How good is he? A grateful Gorman bobbed up with an example.
'I was pitching against Duke Maas of the Tigers,' said Tom. 'In the first inning there were two on and two out when Harvey Kuenn came to bat. He creamed one. Woody raced back to the wall and made as sensational a backhand catch is I ever saw. I thought he left his skin on the wall. That's how close he had to go.
'In the thirteenth inning- I'd left for a pinch hitter in the tenth- the Tigers were threatening again with one out. Jimmy Small was on second when the batter smashed one to center for a single. Small is fast, but Held fielded the ball so quickly that Small didn't dare go past third.
'Ray Boone got one with the fat part of his bat and shot a low line-drive to deep center. It looked like a certain hit. Woody came in to make a circus catch. Then he threw a strike to the plate and nailed Small trying to score from third. It was a double play and we won in the fourteenth.'
Nodding somewhat appreciatively at this graphic recital was Craft.
'Woody made a catch on Harry Simpson in the Yankee Stadium that was almost as good as the one Willie Mays pulled on Vic Wertz in the 1954 World Series. It was just to the right of the monuments, about 460 feet from the plate. It was beautiful.'
The Kansas Citys were in slumps more than they were out of them last season because the country cousins of the Yankees are a rather dreadful ball club. In fact, they'd be worse off if they hadn't made all the deals they did make with their rich relations.  But their most dismal came when Held was invalided after a too abrupt visit with a wall in Washington. Without Woody, the A's had a solid week of defeats.

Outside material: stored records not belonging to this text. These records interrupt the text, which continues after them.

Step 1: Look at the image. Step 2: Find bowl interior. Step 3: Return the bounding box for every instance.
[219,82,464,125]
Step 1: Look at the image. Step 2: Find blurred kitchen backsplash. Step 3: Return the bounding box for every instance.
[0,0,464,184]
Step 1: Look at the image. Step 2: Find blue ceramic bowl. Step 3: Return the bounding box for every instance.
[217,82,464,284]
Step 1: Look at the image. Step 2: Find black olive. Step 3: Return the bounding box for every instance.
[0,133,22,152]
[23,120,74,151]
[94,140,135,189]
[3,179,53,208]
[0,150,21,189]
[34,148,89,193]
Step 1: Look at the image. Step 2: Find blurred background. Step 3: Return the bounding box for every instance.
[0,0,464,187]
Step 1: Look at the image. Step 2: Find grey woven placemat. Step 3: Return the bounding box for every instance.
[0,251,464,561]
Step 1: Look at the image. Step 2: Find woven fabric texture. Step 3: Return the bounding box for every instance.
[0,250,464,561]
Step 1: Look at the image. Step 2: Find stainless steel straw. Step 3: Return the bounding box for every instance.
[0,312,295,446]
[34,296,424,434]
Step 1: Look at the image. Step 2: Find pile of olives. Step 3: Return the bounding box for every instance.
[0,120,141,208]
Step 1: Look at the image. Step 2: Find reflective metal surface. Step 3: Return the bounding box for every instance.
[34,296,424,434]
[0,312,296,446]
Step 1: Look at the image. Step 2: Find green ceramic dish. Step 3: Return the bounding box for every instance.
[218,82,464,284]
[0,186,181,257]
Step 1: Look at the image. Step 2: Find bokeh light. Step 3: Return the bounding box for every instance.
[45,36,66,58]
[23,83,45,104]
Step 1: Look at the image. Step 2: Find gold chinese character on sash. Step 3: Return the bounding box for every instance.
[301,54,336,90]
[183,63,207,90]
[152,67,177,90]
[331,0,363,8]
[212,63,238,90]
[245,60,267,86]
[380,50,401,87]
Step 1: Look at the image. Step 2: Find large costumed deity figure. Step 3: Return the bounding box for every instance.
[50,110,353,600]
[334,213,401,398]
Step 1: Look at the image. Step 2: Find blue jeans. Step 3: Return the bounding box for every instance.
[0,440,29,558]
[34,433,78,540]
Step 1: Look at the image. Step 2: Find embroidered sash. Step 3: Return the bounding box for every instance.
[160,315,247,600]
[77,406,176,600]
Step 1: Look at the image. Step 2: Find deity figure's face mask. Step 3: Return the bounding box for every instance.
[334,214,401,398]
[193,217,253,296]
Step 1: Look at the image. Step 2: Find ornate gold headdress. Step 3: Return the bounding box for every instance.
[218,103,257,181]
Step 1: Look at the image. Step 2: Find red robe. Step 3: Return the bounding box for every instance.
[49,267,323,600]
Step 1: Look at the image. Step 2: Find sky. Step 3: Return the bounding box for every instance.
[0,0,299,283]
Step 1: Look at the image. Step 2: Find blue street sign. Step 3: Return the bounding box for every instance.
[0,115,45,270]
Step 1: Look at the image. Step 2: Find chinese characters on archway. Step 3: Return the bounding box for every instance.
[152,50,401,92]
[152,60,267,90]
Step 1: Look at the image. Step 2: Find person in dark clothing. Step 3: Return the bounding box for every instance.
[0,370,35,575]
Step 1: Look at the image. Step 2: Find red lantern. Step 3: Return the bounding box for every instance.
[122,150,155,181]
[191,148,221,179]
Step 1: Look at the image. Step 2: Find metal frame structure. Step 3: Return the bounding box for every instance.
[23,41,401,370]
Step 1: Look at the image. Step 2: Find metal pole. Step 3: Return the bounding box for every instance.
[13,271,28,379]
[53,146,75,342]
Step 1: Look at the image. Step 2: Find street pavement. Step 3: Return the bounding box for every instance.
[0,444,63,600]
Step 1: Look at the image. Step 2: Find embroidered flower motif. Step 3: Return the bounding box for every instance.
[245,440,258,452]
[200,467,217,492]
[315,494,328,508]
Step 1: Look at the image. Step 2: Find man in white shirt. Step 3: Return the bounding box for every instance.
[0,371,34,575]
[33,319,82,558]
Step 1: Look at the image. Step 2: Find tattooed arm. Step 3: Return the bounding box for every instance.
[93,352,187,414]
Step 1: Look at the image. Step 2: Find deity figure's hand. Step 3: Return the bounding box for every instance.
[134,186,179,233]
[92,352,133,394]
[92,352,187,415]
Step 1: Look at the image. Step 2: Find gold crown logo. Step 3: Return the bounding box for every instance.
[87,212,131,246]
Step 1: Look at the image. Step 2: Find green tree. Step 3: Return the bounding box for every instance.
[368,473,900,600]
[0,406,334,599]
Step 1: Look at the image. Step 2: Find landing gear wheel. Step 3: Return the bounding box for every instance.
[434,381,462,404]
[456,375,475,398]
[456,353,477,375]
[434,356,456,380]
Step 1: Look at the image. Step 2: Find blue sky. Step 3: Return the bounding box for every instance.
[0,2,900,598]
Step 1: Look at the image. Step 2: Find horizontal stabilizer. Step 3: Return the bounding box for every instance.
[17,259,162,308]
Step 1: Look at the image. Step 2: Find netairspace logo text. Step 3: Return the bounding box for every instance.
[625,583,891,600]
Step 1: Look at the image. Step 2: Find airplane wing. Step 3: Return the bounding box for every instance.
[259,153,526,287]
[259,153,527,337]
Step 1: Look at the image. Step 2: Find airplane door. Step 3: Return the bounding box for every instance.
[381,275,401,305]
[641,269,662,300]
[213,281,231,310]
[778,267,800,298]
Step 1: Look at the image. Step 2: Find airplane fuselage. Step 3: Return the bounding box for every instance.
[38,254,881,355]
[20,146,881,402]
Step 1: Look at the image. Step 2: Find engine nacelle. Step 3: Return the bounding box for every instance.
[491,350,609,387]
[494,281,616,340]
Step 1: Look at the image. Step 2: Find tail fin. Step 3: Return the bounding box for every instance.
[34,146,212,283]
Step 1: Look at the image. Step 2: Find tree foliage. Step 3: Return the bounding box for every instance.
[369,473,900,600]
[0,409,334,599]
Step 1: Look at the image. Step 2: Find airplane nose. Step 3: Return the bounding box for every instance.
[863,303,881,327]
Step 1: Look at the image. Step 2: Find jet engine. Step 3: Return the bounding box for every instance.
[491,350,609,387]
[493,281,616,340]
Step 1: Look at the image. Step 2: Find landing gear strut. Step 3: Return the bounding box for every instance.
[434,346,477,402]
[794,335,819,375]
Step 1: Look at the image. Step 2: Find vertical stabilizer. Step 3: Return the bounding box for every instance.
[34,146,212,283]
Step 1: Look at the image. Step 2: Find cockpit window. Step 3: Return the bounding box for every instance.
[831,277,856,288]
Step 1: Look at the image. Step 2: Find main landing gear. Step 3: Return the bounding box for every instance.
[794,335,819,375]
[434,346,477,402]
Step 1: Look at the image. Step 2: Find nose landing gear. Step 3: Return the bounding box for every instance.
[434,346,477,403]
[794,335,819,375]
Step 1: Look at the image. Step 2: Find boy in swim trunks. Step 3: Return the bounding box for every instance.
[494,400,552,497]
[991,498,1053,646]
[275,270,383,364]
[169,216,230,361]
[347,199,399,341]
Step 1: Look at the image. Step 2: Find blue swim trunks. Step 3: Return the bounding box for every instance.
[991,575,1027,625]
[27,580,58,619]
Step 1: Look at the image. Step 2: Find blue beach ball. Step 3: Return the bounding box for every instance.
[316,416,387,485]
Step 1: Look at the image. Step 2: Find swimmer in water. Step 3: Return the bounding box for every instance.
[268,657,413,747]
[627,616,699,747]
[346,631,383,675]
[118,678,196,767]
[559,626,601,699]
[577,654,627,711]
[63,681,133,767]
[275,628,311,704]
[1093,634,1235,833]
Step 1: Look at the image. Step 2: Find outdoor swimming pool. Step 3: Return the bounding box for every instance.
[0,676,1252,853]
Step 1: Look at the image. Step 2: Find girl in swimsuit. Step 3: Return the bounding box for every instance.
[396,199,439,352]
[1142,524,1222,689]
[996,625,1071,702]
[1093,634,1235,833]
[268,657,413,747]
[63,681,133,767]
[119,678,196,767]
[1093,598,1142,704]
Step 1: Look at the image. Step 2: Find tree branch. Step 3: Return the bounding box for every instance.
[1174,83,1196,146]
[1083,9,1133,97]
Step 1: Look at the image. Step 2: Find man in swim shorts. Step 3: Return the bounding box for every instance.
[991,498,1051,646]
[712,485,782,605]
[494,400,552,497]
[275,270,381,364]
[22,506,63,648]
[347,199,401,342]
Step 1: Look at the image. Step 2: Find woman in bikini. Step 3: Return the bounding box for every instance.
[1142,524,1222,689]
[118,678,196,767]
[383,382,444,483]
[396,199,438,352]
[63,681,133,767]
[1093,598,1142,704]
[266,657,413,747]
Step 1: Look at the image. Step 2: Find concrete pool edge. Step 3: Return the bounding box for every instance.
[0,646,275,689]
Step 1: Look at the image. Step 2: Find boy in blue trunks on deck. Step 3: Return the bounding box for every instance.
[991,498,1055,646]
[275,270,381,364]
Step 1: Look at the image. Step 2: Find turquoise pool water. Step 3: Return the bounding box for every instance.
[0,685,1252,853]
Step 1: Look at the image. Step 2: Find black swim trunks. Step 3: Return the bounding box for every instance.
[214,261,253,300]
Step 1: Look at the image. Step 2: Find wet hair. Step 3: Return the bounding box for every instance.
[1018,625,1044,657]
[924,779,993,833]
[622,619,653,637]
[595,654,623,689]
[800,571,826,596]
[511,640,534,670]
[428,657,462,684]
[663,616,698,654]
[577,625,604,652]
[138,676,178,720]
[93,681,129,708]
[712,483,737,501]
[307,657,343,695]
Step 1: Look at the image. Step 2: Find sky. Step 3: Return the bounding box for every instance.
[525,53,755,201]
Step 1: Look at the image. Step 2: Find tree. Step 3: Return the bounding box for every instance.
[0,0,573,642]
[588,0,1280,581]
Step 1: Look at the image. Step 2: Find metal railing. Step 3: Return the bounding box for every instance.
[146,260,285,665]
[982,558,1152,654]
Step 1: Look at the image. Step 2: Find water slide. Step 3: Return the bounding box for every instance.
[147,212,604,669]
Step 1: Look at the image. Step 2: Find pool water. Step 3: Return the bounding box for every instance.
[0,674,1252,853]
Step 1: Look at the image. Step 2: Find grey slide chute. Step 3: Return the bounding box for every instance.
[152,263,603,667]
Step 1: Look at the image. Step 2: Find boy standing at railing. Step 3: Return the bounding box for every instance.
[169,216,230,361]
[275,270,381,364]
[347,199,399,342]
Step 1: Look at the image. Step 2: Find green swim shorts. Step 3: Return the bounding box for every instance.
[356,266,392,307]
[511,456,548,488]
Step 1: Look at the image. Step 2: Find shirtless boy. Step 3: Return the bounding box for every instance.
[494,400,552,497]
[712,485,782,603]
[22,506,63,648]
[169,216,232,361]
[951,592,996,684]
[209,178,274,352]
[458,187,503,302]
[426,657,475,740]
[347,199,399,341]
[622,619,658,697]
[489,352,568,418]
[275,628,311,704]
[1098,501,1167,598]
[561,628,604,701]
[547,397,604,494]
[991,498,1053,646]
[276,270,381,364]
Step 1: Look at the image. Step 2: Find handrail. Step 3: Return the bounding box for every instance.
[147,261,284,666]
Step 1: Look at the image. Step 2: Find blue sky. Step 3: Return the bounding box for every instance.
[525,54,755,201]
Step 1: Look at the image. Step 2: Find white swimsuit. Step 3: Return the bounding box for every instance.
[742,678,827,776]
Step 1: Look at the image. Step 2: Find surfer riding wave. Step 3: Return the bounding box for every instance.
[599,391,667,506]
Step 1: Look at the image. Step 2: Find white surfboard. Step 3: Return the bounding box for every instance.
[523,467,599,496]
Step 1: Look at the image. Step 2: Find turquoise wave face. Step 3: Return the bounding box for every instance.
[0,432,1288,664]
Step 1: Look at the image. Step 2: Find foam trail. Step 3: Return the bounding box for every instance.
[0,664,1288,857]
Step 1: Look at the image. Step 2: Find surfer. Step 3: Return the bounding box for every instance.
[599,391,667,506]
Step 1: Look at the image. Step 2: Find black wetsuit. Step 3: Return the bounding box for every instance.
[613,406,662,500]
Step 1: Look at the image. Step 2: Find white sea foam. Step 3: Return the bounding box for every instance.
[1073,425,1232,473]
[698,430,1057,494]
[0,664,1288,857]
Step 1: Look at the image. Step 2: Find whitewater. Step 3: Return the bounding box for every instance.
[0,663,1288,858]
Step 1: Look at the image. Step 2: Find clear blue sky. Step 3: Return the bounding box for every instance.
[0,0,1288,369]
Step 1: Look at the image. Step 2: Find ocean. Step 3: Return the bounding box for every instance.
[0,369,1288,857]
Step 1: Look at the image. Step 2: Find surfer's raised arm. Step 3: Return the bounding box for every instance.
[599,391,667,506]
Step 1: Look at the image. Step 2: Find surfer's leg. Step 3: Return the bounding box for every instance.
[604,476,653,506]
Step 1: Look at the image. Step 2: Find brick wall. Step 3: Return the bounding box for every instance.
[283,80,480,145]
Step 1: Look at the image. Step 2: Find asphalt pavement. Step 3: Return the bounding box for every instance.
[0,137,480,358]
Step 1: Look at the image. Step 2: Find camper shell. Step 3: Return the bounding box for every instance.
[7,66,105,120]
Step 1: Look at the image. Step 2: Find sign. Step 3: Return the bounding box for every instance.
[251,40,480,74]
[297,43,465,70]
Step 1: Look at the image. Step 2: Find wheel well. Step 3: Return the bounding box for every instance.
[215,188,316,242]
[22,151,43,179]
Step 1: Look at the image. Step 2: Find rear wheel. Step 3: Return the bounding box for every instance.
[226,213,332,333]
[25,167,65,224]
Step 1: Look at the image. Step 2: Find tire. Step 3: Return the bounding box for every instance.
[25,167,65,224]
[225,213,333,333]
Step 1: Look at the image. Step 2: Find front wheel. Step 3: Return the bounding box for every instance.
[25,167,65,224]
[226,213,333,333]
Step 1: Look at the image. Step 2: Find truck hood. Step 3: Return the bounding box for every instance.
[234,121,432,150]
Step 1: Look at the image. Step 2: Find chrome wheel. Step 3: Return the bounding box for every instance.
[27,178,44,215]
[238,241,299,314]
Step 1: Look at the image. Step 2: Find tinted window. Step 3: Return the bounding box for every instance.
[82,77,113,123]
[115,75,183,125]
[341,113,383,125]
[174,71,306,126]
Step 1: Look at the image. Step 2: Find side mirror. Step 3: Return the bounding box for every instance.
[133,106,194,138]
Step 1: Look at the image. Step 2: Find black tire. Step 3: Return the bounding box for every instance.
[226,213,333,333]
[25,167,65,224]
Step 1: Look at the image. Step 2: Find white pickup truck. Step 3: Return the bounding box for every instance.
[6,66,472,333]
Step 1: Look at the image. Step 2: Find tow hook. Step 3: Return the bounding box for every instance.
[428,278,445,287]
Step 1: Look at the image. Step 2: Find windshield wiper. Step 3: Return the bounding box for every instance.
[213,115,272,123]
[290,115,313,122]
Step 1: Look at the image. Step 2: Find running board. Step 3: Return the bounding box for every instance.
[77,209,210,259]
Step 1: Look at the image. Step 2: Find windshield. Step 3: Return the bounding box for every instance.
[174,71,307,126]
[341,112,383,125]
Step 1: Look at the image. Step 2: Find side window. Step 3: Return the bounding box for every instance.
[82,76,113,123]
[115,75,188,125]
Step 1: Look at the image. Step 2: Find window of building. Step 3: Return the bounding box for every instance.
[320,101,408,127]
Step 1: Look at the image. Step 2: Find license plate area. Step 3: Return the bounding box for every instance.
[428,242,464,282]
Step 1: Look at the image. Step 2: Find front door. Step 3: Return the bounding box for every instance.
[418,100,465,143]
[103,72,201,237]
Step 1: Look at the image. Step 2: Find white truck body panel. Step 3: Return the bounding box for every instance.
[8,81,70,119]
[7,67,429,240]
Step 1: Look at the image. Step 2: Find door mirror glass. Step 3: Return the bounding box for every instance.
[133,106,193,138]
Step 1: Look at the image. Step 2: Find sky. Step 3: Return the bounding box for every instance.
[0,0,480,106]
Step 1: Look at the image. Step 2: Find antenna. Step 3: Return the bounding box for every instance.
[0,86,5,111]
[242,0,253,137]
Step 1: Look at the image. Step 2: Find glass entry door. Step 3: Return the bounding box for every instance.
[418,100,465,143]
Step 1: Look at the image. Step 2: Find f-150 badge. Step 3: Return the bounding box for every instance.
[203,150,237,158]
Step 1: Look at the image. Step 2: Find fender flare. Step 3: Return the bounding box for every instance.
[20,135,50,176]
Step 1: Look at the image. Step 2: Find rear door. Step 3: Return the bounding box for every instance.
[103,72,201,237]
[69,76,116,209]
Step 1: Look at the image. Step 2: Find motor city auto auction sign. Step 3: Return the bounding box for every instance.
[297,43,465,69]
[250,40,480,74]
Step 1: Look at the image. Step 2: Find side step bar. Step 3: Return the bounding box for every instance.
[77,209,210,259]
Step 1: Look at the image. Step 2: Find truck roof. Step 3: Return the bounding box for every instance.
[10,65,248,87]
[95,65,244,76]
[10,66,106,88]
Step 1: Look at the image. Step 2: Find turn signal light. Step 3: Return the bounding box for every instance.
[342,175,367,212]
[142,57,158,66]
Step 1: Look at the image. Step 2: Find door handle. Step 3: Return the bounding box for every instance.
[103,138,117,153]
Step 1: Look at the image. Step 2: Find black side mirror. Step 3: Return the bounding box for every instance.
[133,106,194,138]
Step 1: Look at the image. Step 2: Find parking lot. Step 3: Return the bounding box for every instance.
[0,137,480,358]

Russ Kemmerer, of all people, accidentally belted one deep. Woody raced back for the ball and got his glove on it with a backhand seizure. But he couldn't stop and his unprotected face smashed against the wall. He spun around and crumpled to the ground with the ball and glove in his lap. The ball trickled to the grass. Kemmerer, assuming the catch was completed, started to return to the dugout.
'Run, run!' hollered all the Washingtons. So the big pitcher got himself an inside-the-park home run, mainly because the Athletics were afraid to jostle the stricken hero and recover the ball.
'Will he be gun shy when he returns,' Craft asked himself. He had to wait more than a week for an answer. Woody ran boldly against the fence to rob a hitter of an extra-base hit. The question was answered.
Woody is a comparatively little guy, being five feet ten inches and 170 pounds. But he's solid, compact and generates power. After all, he did slam 20 homers last year.
The Athletics wish the Yankees would keep giving them players like Woodson George Held."